Zwischen dem Bündner Andri Casty und seinen 415 Schafen und dem Restaurant des italienischen Spitzenkochs Paolo Casanova liegt ein knapper Kilometer. Beide arbeiten und leben sie im Engadin. Beide haben sie eine Leidenschaft: Lammfleisch.
Casty – eines von drei Bauernkindern übernahm vor 19 Jahren den Lammzuchtbetrieb von seinem Vater in Zuoz. Sein ganzer Tag dreht sich um Schafe: um die Fütterung, die Vermarktung und die Schlachtung – an sieben Tagen die Woche.

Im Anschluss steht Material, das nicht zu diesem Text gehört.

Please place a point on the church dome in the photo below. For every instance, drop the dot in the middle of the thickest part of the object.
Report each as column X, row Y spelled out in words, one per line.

Es sei schlussendlich sein Job, von dem er und seine Familie leben würden. Aber er ist auch persönlich fasziniert von Schafen: «Mich beeindruckt, dass Schafe so lieb und gesellig sind und sie können einem etwas geben.»
Er will fair sein zu den Tieren
Als Lämmer gelten Schafe ab der Geburt bis zum vollendeten sechsten Lebensmonat. Bei Casty entscheidet sich in dieser Zeit: Behalte ich das Lamm zum Weiterzüchten oder schlachte ich es und verkaufe das Fleisch. Casty ist es dabei wichtig, dass die Tiere stressfrei aufwachsen können. Im Sommer sind die Schafe jeweils auf der Alp, im Winter bleiben sie auf dem Hof in Zuoz.
Für ihn ist es ein schöner Kreislauf: «Ich sehe das Lamm auf die Welt kommen und begleite es am Ende in den Tod.» Das Schlachten sei Teil seiner Arbeit. Dabei stehe das Tierwohl für ihn im Vordergrund. Sei es beim Essen, beim Platz oder bei der Schlachtung.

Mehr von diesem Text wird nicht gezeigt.